I'd just come home from a particularly brutal trip to Chicago, and was watching an episode of the BBC's Sherlock Holmes with my partner. He asked, "do you think you could ever write a mystery?" I laughed and said, "of course not." Then, a moment later, I said, "But wouldn't it be funny"--using the word ironically, as we'd been discussing the horrors of Alzheimer's for hours--"if a detective had dementia and couldn't remember the clues?" David said, "go ahead! Write that!" I told him I couldn't--I wasn't smart enough to write from a detective's point of view. But then I said, "But I could write from the perspective of the suspect." That night, I sat down and wrote the opening to Turn of Mind. Those paragraphs made it into the final book virtually unchanged.

MK: You're an accomplished short fiction and non-fiction writer, as well as being a teacher of creative writing, but this is your first novel. How was the experience of writing long-form fiction different from your other work as a writer?

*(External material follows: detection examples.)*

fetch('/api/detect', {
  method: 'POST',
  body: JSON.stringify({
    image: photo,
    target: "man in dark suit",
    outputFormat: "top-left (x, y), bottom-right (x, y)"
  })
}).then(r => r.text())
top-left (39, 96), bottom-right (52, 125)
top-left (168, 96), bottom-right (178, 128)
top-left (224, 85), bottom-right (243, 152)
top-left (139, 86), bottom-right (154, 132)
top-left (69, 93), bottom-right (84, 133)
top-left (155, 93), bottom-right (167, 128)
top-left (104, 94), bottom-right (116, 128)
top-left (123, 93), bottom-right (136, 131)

AL: Novel writing is fun. I find it so much easier, and so much more rewarding, than writing short fiction! I'm almost done with my second novel, and had a blast writing that as well. I think it's having a larger canvas--not worrying so much about having to wrap things up in 10 or 12 pages. You have more creative possibilities, and can let your imagination expand in whatever direction it chooses to go. I regret waiting so long to write longer fiction.

MK: Turn of Mind is told from the point of view of its central character, a woman whose memory is deteriorating and whose experience of reality is both confusing and unreliable. What was it like to write in her voice? Was it challenging to structure a narrative in which so much information and "truth" is obscured by the person who is experiencing it?

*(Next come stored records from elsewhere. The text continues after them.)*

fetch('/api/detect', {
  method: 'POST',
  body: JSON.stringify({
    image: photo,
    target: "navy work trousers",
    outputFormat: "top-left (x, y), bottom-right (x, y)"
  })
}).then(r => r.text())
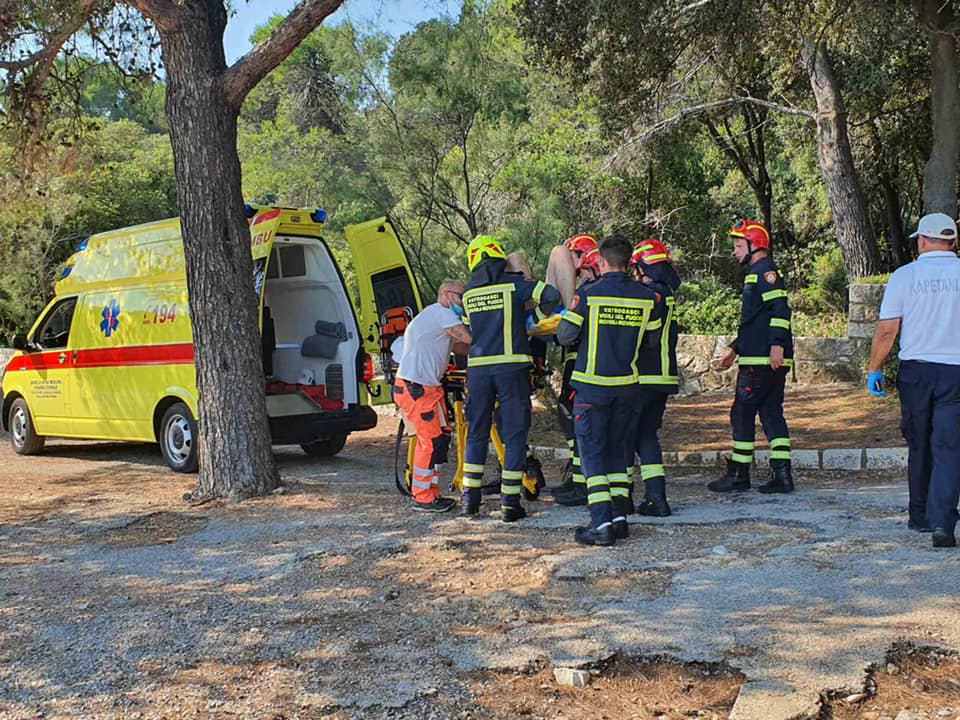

AL: I wish I had a good answer to this question, as everyone is asking it. Perhaps because I had been pondering what the experience of Alzheimer's was like for so many years, I didn't have any trouble putting myself in that space. That came very easily. It was technically very tricky to figure out how to communicate to readers what was happening in the "real" world of the story, as opposed to Jennifer's mind. I used a variety of devices to do this. For example, in the first part of the book, when Jennifer can still read and write, I had her keep a notebook where she wrote down facts from her day that she could refer back to later. That helped me slip in quite a few details to ground readers in reality. I also was very careful that the dialogue throughout was absolutely reliable. Jennifer wanders in her mind, even hallucinates visually, but when she hears someone say something, the reader can trust that it was actually said. I devoted a chapter to unreliable narrators in my creative writing textbook, The Making of a Story, published by Norton. I found myself going back to my own advice quite frequently while writing Turn of Mind.

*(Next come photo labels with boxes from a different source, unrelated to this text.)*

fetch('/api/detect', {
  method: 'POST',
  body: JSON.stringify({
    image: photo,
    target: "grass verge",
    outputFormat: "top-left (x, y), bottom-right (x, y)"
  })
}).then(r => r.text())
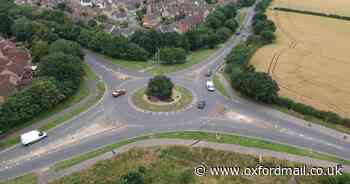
top-left (273, 106), bottom-right (350, 135)
top-left (132, 86), bottom-right (193, 112)
top-left (0, 65), bottom-right (105, 149)
top-left (52, 146), bottom-right (334, 184)
top-left (213, 74), bottom-right (230, 98)
top-left (149, 49), bottom-right (217, 75)
top-left (94, 47), bottom-right (220, 75)
top-left (54, 131), bottom-right (350, 171)
top-left (0, 173), bottom-right (38, 184)
top-left (237, 8), bottom-right (248, 26)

MK: What was your most striking experience in working on this novel?

AL: I think the most striking aspect of writing Turn of Mind was, again, how easily it came. For whatever reason, I didn't have to do a lot of work at the conscious level... everything just seemed to naturally fall into place. In retrospect, this is astonishing, especially given it's a mystery, which by definition requires careful plotting. But I didn't even know myself who had done it until 50 pages from the end. Then when I went back, I saw that I had somehow prepared for the ending that now seemed inevitable.

MK: How can stories change the world?

AL:
We read fiction for many reasons. But right now, I think the most important thing that stories can do for us is give us experiences we otherwise wouldn't have. By "experiences" I mean everything from events, to thoughts, to emotions, that are outside our normal frame of reference. Experience can lead to understanding, which can lead to compassion for our fellow human beings. Not always, but often enough. And in difficult times, compassion is essential for helping as many people as possible survive until things get better all around. Not to sound too smarmy. But if people had more insight into their neighbors' hearts and minds, we could possible alleviate much unnecessary suffering. Stories have the power to do that.